The Jamuna Multipurpose Bridge Authority (JMBA) was set up by an ordinance promulgated by the then President Hussain Muhammad Ershad on July 3, 1985 to implement the project. For mobilisation of domestic resources, another ordinance was promulgated by which a Jamuna Bridge surcharge and levy were introduced. A total of Tk 5.08 billion was mobilised in the process till its abolition.
In 1986, phase-I feasibility study for the bridge was carried out when the site between Sirajganj and Bhuapur (Tangail) was found to be the best. Between 1987 and 1989, the phase-II feasibility study was carried out when a road-cum-rail-cum-power bridge was found both economically and technically viable. Funding arrangements for the bridge were finally made with IDA, ADB and JBIC (formerly known as OECF) of Japan by the government of Bangladesh in 1992. Tenders were invited through international bidding for construction contracts in 1993. Contracts for the bridge, river training work and two approach roads were awarded in March 1994. The foundation stone of the bridge was laid on April 10, 1994 by the then Prime Minister Begum Khaleda Zia. Physical implementation of the project commenced on October 15, 1994, and all the components except gas transmission line were completed by June 1998. The bridge was opened for traffic on June 23, 1998.
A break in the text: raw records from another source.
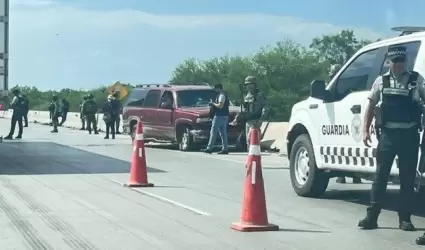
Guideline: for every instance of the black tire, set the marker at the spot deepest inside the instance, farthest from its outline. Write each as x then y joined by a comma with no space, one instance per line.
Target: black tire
185,140
317,180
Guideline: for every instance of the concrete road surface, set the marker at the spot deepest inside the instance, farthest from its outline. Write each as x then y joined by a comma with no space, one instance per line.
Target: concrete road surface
63,191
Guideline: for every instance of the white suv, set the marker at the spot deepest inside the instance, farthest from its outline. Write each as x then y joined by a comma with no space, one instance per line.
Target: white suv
325,130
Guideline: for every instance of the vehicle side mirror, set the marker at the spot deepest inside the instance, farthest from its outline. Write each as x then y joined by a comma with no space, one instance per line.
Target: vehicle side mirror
318,89
166,105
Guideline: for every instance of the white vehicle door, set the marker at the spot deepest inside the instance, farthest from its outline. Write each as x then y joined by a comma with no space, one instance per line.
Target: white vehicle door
340,132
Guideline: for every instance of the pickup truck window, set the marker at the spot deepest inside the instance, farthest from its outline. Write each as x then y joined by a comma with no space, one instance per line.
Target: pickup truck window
195,98
356,75
152,98
136,98
412,52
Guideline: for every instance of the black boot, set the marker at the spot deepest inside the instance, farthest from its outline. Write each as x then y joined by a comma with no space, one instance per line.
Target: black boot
370,221
421,240
405,223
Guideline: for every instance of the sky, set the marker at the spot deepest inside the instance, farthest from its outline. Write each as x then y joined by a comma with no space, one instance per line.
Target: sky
76,44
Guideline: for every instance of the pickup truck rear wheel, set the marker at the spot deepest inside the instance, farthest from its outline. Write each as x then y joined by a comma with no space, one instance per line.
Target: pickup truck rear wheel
186,140
307,180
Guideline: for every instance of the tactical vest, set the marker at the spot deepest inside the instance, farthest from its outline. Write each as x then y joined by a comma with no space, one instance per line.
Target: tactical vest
90,107
250,103
398,104
224,111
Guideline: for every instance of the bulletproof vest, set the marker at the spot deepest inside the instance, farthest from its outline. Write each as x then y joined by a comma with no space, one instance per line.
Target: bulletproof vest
250,103
398,105
90,107
224,111
52,107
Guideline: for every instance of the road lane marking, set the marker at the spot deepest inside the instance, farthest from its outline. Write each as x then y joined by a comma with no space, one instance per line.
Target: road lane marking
166,200
237,161
172,202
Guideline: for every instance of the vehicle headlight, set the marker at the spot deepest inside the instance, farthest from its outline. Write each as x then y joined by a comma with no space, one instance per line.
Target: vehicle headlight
202,119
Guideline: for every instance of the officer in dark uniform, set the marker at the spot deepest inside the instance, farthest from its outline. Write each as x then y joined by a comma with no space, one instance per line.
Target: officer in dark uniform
18,111
396,101
89,112
56,113
82,118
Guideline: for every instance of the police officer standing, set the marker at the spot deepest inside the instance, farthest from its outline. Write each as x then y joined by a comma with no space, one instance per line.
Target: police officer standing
117,105
220,121
254,107
18,111
56,113
396,101
89,112
82,118
25,109
332,72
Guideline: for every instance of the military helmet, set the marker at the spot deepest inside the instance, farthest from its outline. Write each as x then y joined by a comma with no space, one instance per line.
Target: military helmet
334,69
250,80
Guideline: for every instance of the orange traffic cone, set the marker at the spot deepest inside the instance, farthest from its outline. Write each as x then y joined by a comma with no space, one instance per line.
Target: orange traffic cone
138,172
254,210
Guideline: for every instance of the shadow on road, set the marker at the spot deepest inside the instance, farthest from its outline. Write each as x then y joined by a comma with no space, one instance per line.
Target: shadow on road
362,197
38,158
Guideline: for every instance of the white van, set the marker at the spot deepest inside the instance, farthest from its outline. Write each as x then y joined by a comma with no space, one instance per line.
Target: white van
324,139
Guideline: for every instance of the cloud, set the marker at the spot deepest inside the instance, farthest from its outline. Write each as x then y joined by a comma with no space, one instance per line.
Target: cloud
55,45
390,17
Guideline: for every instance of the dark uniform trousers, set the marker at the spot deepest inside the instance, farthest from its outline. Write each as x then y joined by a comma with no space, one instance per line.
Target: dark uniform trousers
405,144
91,123
16,118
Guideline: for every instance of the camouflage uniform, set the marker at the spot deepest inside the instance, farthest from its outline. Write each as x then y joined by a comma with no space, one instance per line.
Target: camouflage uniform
89,112
254,107
82,118
55,108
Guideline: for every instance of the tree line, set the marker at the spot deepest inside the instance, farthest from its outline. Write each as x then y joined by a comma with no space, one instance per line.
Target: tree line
284,72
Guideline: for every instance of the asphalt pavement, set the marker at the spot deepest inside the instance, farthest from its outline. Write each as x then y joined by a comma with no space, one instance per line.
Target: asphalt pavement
64,191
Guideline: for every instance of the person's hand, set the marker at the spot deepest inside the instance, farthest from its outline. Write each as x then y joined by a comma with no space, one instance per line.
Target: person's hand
366,138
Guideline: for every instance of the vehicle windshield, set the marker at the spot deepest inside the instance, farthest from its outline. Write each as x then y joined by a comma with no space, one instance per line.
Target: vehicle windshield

Jamuna Multipurpose Bridge was constructed by Hyundai Heavy Industries at a cost of $696 million. The cost was shared by IDA, ADB, OECD, and the government of Bangladesh. Of the total, IDA, ADB and OECD supplied $200 million each through a loan with 1% nominal interest, and the remaining $96 million was borne by Bangladesh.
The main bridge is 4.8 km long with 47 main spans of approximately 100 metres and two end spans of approximately 65 metres. Connected to the bridge are east and west approach viaducts each with 12 spans of 10 metre length and transition spans of 8 metres. The total width of the bridge deck is 18.5 metres.
The river crossing was designed to carry a dual two-lane carriageway, a dual gauge (broad and metre) railway, a high voltage (230 kV) electrical interconnector, telecommunication cables and a 750 mm diameter high pressure natural gas pipeline. The carriageways are 6.315 metres wide separated by a 0.57 metre width central barrier; the rail track is along the north side of the deck. On the main bridge, electrical interconnector pylons are positioned on brackets cantilevered from the north side of the deck. Telecommunication ducts run through the box girder deck and the gas pipeline is under the south cantilever of the box section. The bridge has been built by Hyundai Engineering and Construction (Korea) as a ‘design and build’ contract. TY Lin Assoc. of San Francisco carried out the design as a sub-contractor for Hyundai. The approach roads were constructed by Samwhan Corporation (Korea).
Considering the fact that the width of the main channel does not exceed 3.5 km, and after making allowances for floods, a bridge length of 5 km was considered adequate. In October 1995, one year after the start of physical work of the bridge, a bridge length of 4.8 km, instead of a flood-width of the river at 14 km, was finalised. This narrowing was essential to keep the overall project cost within economic viability. It has, however, required considerable river training work to keep the river under the bridge.